The above $15$ subgroups are denoted simply by $0,1,2,\dots, 14$. We build the oriented graph.

sage: labels = range(len(subgroups))
sage: all_edges = []
sage: for j in labels:
....:     J = subgroups[j]
....:     elementsJ = set(J.list())
....:     for k in labels:
....:         if k<= j:    continue
....:         K = subgroups[k]
....:         elementsK = set(K.list())
....:         if elementsJ.issubset(elementsK):
....:             all_edges.append( [k, j] )
....:             
sage: edges = []
sage: for edge in all_edges:
....:     j, n = edge
....:     ok = True    # so far
....:     for k in labels:
....:         if [j, k] in all_edges and [k, n] in all_edges:
....:             ok = False
....:             break
....:     if ok:
....:         edges.append( edge )
....:         

... and the di(rected )graph for the above labels and edges is:

sage: pos = { 0 :[ 0, 0], 
....:         1 :[ 2,-4],  2:[ 2,-2],  3:[ 2,0], 4:[2,2], 5:[2,4],
....:         6 :[ 5,-1],  7:[ 5, 1],
....:         8 :[ 6,+2],  9:[ 6, 0], 10:[ 6,-2],
....:         11:[11,+2], 12:[11, 0], 13:[11,-2],
....:         14:[14, 0] }
sage: D = DiGraph( [labels, edges], format='vertices_and_edges', pos=pos )
sage: D.show()
Launched png viewer for Graphics object consisting of 40 graphics primitives

And the tree is (with the root on the right side, corresponding to the full group, and the leaf on the left side, corresponding to its trivial subgroup):

The labels correspond to the index in the list of the groups, as listed above. The positions were chosen to reflect the orders in vertical levels. The level of groups of order four was splitted in two sublevels corresponding to the structure $C_2\times C_2$ (two cases, labels $6,7$), and respectively $C_4$, three cases, $8,9,10$.

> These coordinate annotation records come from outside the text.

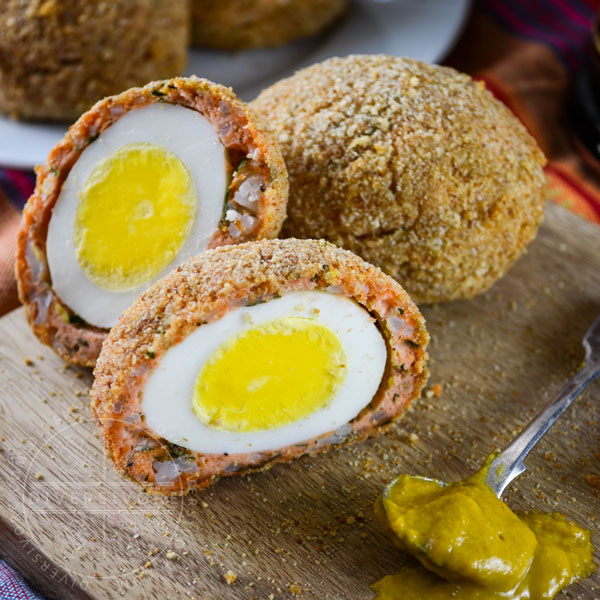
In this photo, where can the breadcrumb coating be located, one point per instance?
(239, 24)
(58, 57)
(247, 141)
(203, 290)
(415, 167)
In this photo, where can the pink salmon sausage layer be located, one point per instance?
(203, 290)
(250, 151)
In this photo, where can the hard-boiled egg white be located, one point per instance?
(267, 376)
(144, 196)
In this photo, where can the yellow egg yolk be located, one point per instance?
(135, 212)
(270, 376)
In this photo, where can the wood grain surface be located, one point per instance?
(306, 530)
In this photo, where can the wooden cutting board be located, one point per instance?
(306, 530)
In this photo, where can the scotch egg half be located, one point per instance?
(252, 354)
(141, 182)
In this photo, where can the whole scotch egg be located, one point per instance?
(253, 354)
(141, 182)
(415, 167)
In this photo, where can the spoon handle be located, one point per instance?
(508, 464)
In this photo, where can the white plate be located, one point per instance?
(422, 29)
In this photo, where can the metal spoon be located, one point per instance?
(508, 464)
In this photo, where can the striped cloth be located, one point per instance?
(12, 587)
(526, 51)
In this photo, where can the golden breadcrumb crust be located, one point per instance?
(415, 167)
(203, 290)
(241, 131)
(58, 57)
(239, 24)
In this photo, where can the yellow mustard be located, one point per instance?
(474, 547)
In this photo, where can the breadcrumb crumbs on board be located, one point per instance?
(415, 167)
(230, 577)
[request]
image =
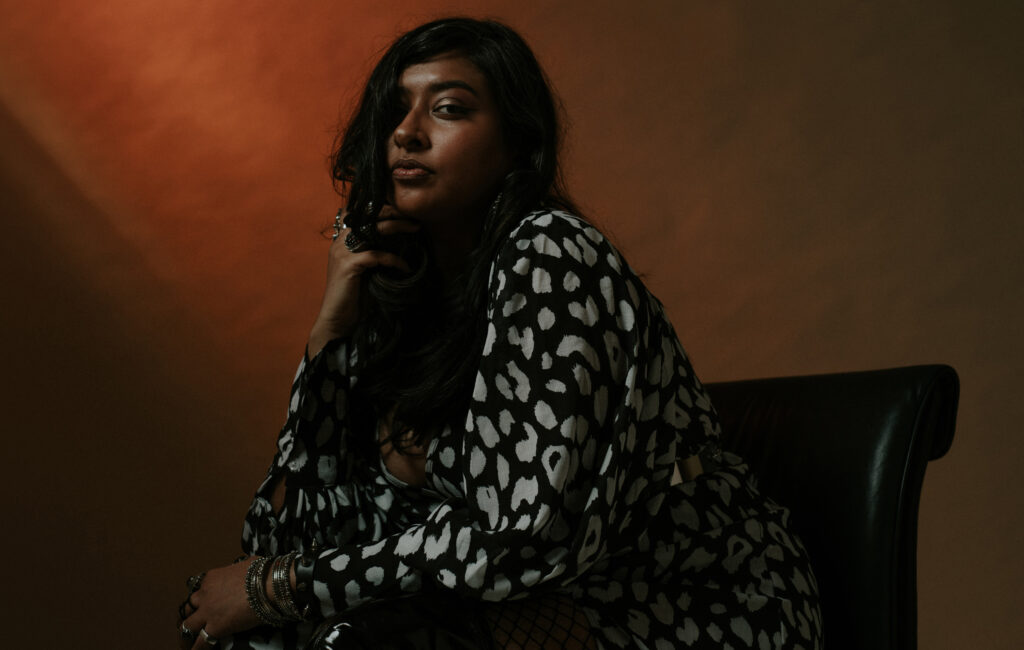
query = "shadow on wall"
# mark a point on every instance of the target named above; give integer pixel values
(111, 485)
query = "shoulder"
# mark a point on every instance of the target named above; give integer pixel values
(559, 239)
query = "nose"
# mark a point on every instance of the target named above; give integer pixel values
(409, 134)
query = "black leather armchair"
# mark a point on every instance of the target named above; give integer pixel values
(847, 452)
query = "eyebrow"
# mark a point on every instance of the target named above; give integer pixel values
(445, 85)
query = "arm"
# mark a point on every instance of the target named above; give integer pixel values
(551, 436)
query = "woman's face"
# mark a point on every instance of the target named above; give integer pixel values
(448, 155)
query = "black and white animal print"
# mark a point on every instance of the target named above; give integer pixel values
(562, 477)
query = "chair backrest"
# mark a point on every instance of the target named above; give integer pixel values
(846, 452)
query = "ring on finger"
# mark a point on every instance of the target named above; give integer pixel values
(195, 582)
(210, 641)
(339, 225)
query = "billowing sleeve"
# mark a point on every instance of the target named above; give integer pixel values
(328, 499)
(565, 452)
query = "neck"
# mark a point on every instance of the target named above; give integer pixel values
(451, 246)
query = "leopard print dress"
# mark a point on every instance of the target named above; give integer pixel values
(562, 477)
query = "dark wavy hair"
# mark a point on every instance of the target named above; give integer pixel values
(420, 338)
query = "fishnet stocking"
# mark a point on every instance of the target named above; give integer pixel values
(544, 622)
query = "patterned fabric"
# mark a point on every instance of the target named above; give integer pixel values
(561, 479)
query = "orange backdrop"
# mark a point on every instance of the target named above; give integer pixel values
(808, 188)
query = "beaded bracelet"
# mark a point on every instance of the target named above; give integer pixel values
(256, 593)
(283, 593)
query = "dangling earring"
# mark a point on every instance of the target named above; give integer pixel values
(494, 207)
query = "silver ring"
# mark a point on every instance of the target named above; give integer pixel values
(338, 225)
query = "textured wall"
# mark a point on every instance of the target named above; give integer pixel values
(808, 188)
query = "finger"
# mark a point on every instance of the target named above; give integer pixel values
(194, 623)
(373, 259)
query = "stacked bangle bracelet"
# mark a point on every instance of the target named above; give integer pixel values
(281, 608)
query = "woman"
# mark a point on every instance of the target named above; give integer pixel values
(484, 431)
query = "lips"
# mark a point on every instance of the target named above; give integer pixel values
(409, 169)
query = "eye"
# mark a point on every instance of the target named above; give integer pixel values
(451, 111)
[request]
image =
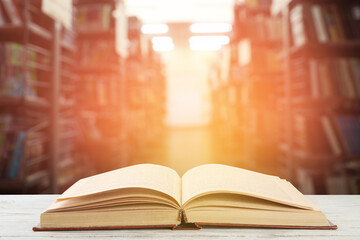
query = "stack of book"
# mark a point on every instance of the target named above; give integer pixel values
(322, 95)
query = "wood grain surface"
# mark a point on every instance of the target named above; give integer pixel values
(19, 213)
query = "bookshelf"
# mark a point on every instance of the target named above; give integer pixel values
(30, 47)
(245, 101)
(145, 97)
(320, 107)
(100, 89)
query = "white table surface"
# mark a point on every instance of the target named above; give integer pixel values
(19, 213)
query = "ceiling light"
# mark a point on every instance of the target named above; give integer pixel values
(154, 28)
(210, 27)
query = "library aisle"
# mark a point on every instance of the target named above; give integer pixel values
(90, 86)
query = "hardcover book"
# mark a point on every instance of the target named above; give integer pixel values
(153, 196)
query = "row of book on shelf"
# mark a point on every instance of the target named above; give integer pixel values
(16, 79)
(328, 77)
(324, 23)
(17, 144)
(337, 135)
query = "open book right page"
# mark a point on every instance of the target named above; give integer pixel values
(217, 178)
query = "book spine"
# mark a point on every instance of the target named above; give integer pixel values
(17, 156)
(318, 21)
(12, 12)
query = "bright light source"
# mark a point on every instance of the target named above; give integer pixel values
(208, 43)
(205, 47)
(162, 44)
(154, 28)
(210, 27)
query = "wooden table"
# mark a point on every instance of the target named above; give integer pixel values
(19, 213)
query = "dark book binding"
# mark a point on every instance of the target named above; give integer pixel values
(189, 226)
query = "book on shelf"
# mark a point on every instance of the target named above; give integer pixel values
(324, 23)
(153, 196)
(17, 79)
(11, 12)
(94, 17)
(258, 3)
(328, 77)
(316, 135)
(349, 127)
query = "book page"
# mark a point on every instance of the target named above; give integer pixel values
(149, 176)
(214, 178)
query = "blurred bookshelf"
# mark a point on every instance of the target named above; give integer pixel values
(145, 96)
(36, 75)
(101, 70)
(320, 144)
(251, 82)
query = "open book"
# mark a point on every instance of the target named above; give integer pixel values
(147, 195)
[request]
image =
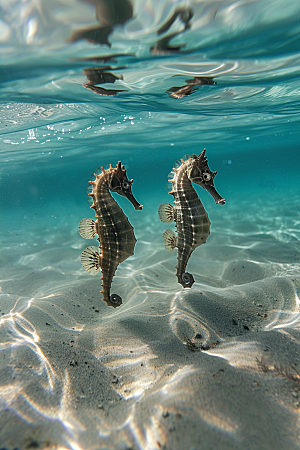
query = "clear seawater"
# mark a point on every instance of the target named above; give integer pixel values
(205, 368)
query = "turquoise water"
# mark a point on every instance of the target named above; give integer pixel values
(75, 374)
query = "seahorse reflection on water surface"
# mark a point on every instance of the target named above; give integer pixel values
(115, 234)
(192, 223)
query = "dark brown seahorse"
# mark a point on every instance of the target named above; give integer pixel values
(192, 223)
(115, 234)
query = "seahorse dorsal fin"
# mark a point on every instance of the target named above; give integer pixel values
(169, 240)
(90, 260)
(87, 228)
(166, 212)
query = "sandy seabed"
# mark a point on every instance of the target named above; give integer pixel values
(215, 367)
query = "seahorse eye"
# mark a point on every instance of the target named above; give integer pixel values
(206, 176)
(125, 184)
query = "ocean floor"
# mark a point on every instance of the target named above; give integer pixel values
(215, 367)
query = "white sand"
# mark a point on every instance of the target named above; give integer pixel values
(171, 368)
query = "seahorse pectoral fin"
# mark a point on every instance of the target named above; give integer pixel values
(87, 228)
(169, 239)
(166, 212)
(90, 260)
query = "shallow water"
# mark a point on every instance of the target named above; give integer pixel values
(211, 367)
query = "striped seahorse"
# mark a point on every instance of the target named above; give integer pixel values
(115, 234)
(191, 219)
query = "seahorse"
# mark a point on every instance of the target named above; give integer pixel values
(115, 233)
(191, 219)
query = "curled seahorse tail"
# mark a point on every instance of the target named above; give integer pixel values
(113, 300)
(186, 280)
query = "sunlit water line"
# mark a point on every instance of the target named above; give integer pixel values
(287, 319)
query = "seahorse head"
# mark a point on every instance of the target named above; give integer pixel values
(119, 183)
(199, 173)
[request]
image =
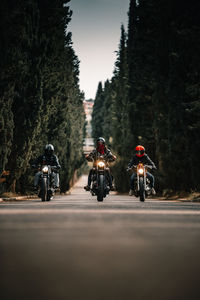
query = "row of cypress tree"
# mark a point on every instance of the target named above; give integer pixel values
(40, 98)
(153, 98)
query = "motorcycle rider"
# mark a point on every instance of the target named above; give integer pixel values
(101, 150)
(141, 157)
(48, 158)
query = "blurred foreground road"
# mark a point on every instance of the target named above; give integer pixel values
(76, 248)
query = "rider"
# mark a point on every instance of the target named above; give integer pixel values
(141, 157)
(101, 150)
(48, 158)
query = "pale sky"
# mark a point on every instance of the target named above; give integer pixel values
(96, 32)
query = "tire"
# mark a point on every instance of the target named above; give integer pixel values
(101, 188)
(44, 189)
(141, 191)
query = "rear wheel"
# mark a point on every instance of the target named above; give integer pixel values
(101, 188)
(142, 191)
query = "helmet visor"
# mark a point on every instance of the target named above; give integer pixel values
(139, 153)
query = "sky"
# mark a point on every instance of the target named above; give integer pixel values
(96, 31)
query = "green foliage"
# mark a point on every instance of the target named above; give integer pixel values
(154, 92)
(42, 100)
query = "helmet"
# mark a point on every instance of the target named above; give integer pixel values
(139, 151)
(101, 141)
(49, 149)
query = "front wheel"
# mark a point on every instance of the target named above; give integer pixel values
(141, 191)
(101, 188)
(44, 189)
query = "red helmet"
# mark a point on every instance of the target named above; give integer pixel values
(139, 151)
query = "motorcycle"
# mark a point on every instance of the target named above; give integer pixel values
(142, 187)
(46, 183)
(100, 186)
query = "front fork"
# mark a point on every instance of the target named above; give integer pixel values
(138, 181)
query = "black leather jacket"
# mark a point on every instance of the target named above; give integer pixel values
(145, 160)
(51, 160)
(94, 155)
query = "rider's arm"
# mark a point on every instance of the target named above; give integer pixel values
(150, 163)
(132, 163)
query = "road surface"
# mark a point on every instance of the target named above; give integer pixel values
(76, 248)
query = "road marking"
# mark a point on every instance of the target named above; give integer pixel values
(103, 210)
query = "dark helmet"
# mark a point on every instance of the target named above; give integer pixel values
(49, 149)
(101, 141)
(139, 151)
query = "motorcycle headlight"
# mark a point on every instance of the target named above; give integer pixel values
(101, 164)
(141, 171)
(45, 169)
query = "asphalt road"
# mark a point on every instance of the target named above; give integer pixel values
(76, 248)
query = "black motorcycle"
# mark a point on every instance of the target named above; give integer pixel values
(100, 186)
(142, 187)
(46, 183)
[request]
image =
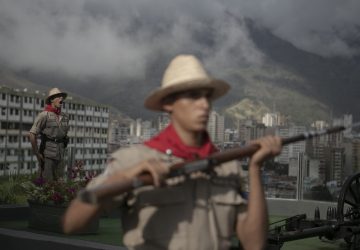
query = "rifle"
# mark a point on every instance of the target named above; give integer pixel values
(106, 191)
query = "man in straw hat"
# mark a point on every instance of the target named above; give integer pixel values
(203, 211)
(52, 125)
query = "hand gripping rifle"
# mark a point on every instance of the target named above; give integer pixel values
(106, 191)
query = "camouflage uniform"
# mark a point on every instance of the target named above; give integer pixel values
(196, 214)
(53, 130)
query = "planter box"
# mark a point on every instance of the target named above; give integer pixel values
(48, 217)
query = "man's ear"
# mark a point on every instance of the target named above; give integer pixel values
(168, 108)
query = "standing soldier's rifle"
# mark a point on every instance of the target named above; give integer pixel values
(106, 191)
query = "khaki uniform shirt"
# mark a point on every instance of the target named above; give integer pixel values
(48, 124)
(196, 214)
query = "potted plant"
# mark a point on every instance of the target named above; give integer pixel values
(48, 200)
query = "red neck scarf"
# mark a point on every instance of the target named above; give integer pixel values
(52, 109)
(169, 139)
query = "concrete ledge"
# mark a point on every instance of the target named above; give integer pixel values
(290, 207)
(14, 240)
(14, 212)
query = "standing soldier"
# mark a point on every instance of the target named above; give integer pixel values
(202, 212)
(52, 125)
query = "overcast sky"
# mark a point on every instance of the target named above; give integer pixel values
(85, 38)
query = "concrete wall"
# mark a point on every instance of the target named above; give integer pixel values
(284, 207)
(15, 240)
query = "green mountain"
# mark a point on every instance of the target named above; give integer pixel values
(262, 90)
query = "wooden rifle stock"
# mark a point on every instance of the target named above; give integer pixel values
(104, 192)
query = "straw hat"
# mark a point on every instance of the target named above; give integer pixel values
(185, 72)
(54, 92)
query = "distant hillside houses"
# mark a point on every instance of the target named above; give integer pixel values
(89, 123)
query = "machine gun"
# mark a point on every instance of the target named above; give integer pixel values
(342, 222)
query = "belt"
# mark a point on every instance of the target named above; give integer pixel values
(62, 140)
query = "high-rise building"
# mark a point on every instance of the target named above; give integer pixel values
(216, 127)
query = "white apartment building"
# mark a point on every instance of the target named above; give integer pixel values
(88, 132)
(292, 150)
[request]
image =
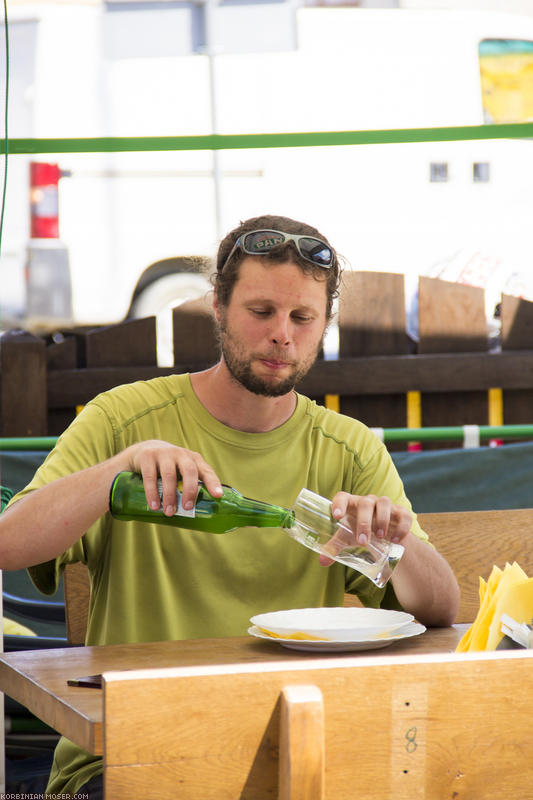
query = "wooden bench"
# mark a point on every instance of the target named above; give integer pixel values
(341, 728)
(471, 541)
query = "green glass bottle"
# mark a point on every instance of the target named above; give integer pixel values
(127, 501)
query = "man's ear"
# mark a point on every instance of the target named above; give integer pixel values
(216, 307)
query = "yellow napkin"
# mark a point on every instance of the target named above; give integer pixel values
(508, 591)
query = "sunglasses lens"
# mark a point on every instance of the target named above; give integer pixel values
(312, 249)
(316, 251)
(262, 241)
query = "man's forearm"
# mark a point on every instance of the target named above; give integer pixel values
(425, 584)
(46, 522)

The only arrows that need a check are those passing (or missing) from order $8$ to order $4$. The checks can be done by using the explicit generators.

---

If this kind of enumerative answer supported by computer (as typing resource rather) is not wanted, please ignore.